The url of the git repository from where Research Cloud can retrieve the script. This is the url that would also be used for cloning the repository in "http" mode.

Example: "https://github.com/my-repository.git"

(this is the string you get when using the clone-button in the repository's web-UI, with the "https" option)

The repository must be accessible through the internet. Services like gitlab, github, bitbucket ... will all work .

The repository can still be private , if you wish (also see "Script availability").


The path to the (main) script file. This should specify the exact location of the file "down" from the repository url.

Example: "my-research-cloud/plugins/my-new-plugin.yml"


Can be the name of a tag or the name of a branch of the given repository.

Script availability

Usually, Research Cloud users have no objections to put their scripts in a public repository. A repository that can be viewed an cloned by anyone. A repository is no place for credentials and secrets, anyway.

The option "Script is publically available on Git" is thus a good default.

If for some reason you want to use a private repository you can choose

  • Fixed credentials (leaving the username and password in the Research Cloud backend)
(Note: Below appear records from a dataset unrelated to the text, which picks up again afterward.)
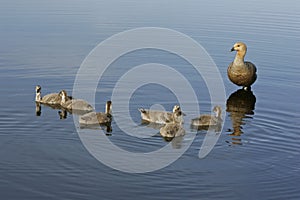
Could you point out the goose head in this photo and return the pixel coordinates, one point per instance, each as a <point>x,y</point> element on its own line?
<point>108,107</point>
<point>239,47</point>
<point>38,93</point>
<point>241,50</point>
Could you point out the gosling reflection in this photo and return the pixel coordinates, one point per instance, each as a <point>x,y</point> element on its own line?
<point>38,109</point>
<point>105,127</point>
<point>240,105</point>
<point>206,121</point>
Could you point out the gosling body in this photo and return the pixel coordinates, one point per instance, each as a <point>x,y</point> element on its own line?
<point>162,117</point>
<point>51,99</point>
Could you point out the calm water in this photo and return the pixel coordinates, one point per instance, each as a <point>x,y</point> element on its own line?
<point>257,154</point>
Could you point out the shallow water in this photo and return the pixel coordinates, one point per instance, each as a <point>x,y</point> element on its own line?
<point>256,155</point>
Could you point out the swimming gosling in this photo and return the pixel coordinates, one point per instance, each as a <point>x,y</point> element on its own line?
<point>162,117</point>
<point>240,72</point>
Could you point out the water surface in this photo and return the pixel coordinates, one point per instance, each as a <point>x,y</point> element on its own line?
<point>257,154</point>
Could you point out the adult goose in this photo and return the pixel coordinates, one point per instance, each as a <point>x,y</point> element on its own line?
<point>240,72</point>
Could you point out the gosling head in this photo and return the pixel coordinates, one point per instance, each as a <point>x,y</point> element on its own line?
<point>38,89</point>
<point>108,107</point>
<point>63,95</point>
<point>176,108</point>
<point>38,97</point>
<point>239,47</point>
<point>218,111</point>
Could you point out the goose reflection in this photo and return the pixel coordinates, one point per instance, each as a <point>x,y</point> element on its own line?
<point>240,105</point>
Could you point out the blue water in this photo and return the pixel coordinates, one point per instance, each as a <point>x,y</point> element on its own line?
<point>257,153</point>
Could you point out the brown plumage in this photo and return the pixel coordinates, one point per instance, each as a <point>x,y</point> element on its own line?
<point>240,72</point>
<point>97,118</point>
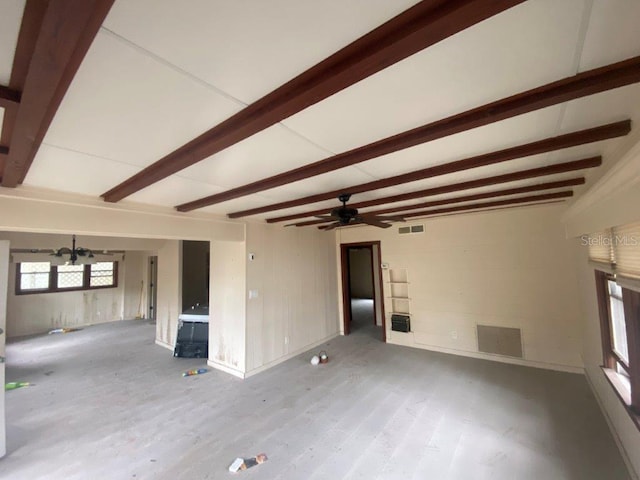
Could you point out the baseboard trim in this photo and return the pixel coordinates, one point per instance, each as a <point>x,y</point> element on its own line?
<point>496,358</point>
<point>164,344</point>
<point>623,451</point>
<point>227,369</point>
<point>289,356</point>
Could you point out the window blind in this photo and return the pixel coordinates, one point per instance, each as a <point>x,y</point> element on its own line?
<point>626,246</point>
<point>601,247</point>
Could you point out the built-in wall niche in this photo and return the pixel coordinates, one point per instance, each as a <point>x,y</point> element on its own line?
<point>397,288</point>
<point>195,274</point>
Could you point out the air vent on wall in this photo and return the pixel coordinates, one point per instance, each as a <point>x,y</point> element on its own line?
<point>500,340</point>
<point>411,229</point>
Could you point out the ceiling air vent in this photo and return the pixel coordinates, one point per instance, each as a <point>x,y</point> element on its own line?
<point>411,229</point>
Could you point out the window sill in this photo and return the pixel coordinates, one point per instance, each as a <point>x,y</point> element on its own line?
<point>623,393</point>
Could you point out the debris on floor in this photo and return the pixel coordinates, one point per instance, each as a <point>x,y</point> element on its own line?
<point>199,371</point>
<point>324,358</point>
<point>240,464</point>
<point>14,385</point>
<point>64,330</point>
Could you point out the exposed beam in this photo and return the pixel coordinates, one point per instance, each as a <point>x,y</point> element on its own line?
<point>419,27</point>
<point>456,187</point>
<point>27,37</point>
<point>9,98</point>
<point>573,139</point>
<point>465,198</point>
<point>67,30</point>
<point>583,84</point>
<point>497,203</point>
<point>480,210</point>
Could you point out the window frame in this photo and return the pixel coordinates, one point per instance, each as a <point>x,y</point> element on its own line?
<point>630,397</point>
<point>53,281</point>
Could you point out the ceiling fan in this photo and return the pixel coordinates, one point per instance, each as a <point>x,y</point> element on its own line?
<point>345,215</point>
<point>74,253</point>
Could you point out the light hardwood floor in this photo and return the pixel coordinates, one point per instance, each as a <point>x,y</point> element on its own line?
<point>109,404</point>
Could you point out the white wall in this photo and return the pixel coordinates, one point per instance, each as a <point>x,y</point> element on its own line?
<point>135,285</point>
<point>510,268</point>
<point>227,307</point>
<point>293,274</point>
<point>4,270</point>
<point>169,293</point>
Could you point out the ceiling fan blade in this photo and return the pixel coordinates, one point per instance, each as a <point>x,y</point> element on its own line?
<point>373,221</point>
<point>386,218</point>
<point>331,226</point>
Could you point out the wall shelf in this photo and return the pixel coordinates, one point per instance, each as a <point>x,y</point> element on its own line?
<point>397,291</point>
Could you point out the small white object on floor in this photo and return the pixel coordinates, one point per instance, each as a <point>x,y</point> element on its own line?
<point>235,466</point>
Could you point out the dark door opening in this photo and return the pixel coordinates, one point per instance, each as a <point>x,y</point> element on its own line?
<point>362,289</point>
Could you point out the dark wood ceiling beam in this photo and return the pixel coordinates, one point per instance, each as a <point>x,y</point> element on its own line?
<point>468,198</point>
<point>583,84</point>
<point>573,139</point>
<point>498,203</point>
<point>479,210</point>
<point>456,187</point>
<point>419,27</point>
<point>9,98</point>
<point>27,37</point>
<point>66,32</point>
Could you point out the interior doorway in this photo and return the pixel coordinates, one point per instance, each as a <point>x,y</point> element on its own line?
<point>152,294</point>
<point>362,301</point>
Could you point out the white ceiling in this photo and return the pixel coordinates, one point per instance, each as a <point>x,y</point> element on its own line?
<point>161,72</point>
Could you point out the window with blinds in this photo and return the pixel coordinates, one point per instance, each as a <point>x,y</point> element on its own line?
<point>626,245</point>
<point>601,247</point>
<point>618,248</point>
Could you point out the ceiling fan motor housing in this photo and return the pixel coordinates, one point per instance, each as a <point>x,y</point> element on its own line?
<point>344,214</point>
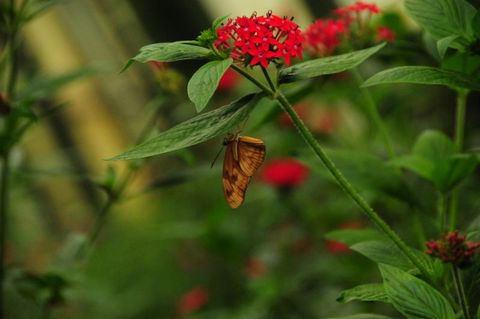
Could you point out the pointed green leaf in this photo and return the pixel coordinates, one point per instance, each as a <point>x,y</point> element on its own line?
<point>419,165</point>
<point>423,75</point>
<point>328,65</point>
<point>204,82</point>
<point>170,52</point>
<point>433,145</point>
<point>413,297</point>
<point>443,18</point>
<point>367,292</point>
<point>449,173</point>
<point>363,316</point>
<point>196,130</point>
<point>445,43</point>
<point>353,236</point>
<point>383,252</point>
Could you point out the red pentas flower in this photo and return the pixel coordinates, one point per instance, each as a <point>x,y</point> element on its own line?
<point>284,172</point>
<point>453,248</point>
<point>259,40</point>
<point>357,7</point>
<point>192,301</point>
<point>323,36</point>
<point>385,34</point>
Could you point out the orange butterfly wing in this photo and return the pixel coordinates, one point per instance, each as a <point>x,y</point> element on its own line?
<point>243,157</point>
<point>251,154</point>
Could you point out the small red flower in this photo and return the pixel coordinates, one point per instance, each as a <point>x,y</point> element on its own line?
<point>286,172</point>
<point>255,267</point>
<point>324,35</point>
<point>228,81</point>
<point>357,7</point>
<point>385,34</point>
<point>259,40</point>
<point>192,301</point>
<point>453,248</point>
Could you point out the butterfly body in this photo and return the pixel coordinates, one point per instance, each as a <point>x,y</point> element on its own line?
<point>243,157</point>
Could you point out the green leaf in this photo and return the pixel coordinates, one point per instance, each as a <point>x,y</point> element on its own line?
<point>204,82</point>
<point>363,316</point>
<point>434,159</point>
<point>383,252</point>
<point>445,43</point>
<point>169,52</point>
<point>196,130</point>
<point>413,297</point>
<point>451,172</point>
<point>419,165</point>
<point>328,65</point>
<point>443,18</point>
<point>367,172</point>
<point>423,75</point>
<point>368,292</point>
<point>353,236</point>
<point>433,145</point>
  • CO secret credentials (referring to the username and password that you put into the "CO secrets" of the collaboration). Research Cloud uses Hashicorp Vault to store the secrets safely.


When this step of the wizard is complete you can proceed with the "continue"-button.


Step 2: Name and describe your plugin

Name, subtitle, description

In this step, give a clear and descriptive name and subtitle to your plugin. The description is a good place for the technical prerequisites and other details about the plugin. For others and for yourself.


Uploading an image for an icon helps a lot to identify and find your plugin. You can provide a variety of image formats, max. 100KB, displayed with 40 or 32px.

Step 3: Define plugin parameters

Your script might need variables that should be specified by applications that use the plugin or by the workspace-user who starts a workspace. This is the place to explicitly require the parameters and to give default values, if necessary.

For more details on parameters also see https://servicedesk.surf.nl/wiki/x/VQEQAQ

Step 4: Define owner and support

Plugin owner CO

You can choose from the collaborations that you are a developer in.

(see also https://servicedesk.surf.nl/wiki/x/IgAQAQ)

Choose the collaboration that will use the plugin or be its "home-collaboration".

Support url

Specify where users and developer-colleagues can find information and support.

Support name

The name of a person (or a team) that can help.

Support e-mail address

An e-mail address to send questions and requests to.

Step 5: Choose organisations that can use the plugin

Choose whether your plugin should be available for anyone on Research Cloud or just for members of particular collaborations.


When you have filled in all steps of the wizard you can have the plugin created by clicking the "Submit"-button.


When using your own plugin in an application or when using any other plugin that is not authored by SURF, also use the "RSC-External" plugin:

list the "RSC-External" plugin before any of the "non-SURF" plugins are listed.